Straw man #3: “There isn’t much real discussion of the complex situation and the in fact quite tragic circumstances of the ordinary people of Gaza, the absence of anything resembling a peace process or the increasing tensions in the Israel-Diaspora relationship.”
What would Sir Mick wish us to discuss? The ‘ordinary people’ of Gaza live under the terrorist rule of Hamas. End of. Peace talks are stalled because Fatah in Gaza joined with Hamas and because the PLO has rejected all offers made by Israel. If Sir Mick has stated these facts, I must have missed it ………..
Apart from straw men, the piece is full of false moral equivalences. He accuses his critics of double standards: “You don’t live in Israel so keep your mouth shut, they say, without demanding silence from those they agree with, wherever they live”. So because we do not live in Israel, we are forbidden from criticising his ‘apartheid state’ reference?

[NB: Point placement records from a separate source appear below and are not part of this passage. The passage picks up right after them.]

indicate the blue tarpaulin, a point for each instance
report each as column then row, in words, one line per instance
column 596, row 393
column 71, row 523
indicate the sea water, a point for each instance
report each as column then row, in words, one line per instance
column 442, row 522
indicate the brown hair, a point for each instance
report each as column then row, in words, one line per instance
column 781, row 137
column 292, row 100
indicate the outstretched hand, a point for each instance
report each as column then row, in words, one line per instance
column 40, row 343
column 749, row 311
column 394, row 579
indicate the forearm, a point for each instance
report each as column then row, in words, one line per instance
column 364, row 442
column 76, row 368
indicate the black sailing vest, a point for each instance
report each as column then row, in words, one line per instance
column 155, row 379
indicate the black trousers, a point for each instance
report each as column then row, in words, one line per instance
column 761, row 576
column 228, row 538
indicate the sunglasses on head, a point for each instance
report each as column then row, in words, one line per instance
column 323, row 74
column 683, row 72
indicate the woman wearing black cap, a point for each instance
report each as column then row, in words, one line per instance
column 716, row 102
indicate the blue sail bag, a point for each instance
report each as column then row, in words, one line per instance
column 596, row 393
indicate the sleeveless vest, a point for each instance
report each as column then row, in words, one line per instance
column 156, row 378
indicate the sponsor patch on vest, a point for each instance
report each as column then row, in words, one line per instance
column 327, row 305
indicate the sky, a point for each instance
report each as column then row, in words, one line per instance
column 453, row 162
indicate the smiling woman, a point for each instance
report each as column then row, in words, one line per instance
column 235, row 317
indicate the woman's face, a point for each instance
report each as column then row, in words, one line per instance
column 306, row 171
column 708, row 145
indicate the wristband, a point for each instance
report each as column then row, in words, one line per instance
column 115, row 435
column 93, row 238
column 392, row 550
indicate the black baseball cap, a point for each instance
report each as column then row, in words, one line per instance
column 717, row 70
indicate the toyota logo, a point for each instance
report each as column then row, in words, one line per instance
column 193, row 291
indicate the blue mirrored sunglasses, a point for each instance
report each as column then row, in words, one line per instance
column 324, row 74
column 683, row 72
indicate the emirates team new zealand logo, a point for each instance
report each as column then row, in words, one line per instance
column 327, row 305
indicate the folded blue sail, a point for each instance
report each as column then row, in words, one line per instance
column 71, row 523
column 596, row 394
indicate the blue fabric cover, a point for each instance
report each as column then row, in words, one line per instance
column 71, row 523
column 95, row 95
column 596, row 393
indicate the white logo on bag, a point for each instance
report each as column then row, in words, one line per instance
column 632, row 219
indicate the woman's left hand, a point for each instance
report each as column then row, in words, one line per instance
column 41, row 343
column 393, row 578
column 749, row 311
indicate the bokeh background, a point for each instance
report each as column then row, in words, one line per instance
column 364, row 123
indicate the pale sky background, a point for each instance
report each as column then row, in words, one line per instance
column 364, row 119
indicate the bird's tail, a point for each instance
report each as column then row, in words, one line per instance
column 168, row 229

It’s nonsensical.
Straw man #4: Of those who prioritise Israel’s security, he says “For them, expressing the most basic empathy for the Palestinians is taboo”. Again this is the language of our enemies. How often in Electronic Intifada have we seen the argument that those who support Israel’s Prime Minister are somehow “anti-Palestinian”? And apparently they are all Tommy Robinson supporters … Where’s the evidence? Has he commissioned an opinion survey of the Jewish Community? If so can we see the results?
Straw man #5: We are told that the increasing “polarisation” between “left” and “right” “has taken hold in part because of a lack of Zionist leadership. And for Zionist leadership we look, naturally, to Israel but find little to inspire.”
Let’s put straw man #5 under the microscope. First, the terms ‘left’ and ‘right’ are not appropriate in the Israel context. What is meant are ‘hawks’ and ‘doves’ on security. The hawks (eg Bibi Netanyahu) support a Palestinian State but not at the price of an increased risk for Israel’s population. The doves (like Yachad) want the creation of a Palestinian State now regardless of security. How on earth can allegedly poor Israeli leadership be held responsible for an increase in the intensity of this debate in the Diaspora? If indeed it has increased -where is the evidence, apart from the proliferation of blogs – and is this necessarily to be deplored?
Finally we get to the nub of Sir Mick’s thesis: The stalling of the peace process. Truth is, his piece is nothing more than a misplaced criticism of the government of Israel (“The language of peace and two states for two peoples has been taken off the agenda”). Nothing about the rejectionism of the Palestinian leadership, the refusal to recognise Israel’s right to exist, the joining of Hamas and Fatah in Gaza that put paid to the last set of peace talks. IT’S ALL ISRAEL’S FAULT ….
Now we go beyond straw men into the realm of selective facts: “In 1947, Israel’s founders accepted two states – they accepted that a 2,000-year-old dream could only become reality if land was traded for the certainty of statehood.” Yes, the UN partition plan was accepted by Israel’s founders BUT WAS REJECTED BY THE ARABS!
If Sir Mick wants to have a debate about the responsibility for the stalling of the peace process, I’m willing to take him on. In fact I proposed a debate seven years ago when, after expressing the desire for “a new global Jewish conversation”, he used his financial muscle to close down legitimate criticism of his comments. But he never responded. Let him come out from behind his straw army and have a debate – of which, in the case of others, he is so critical!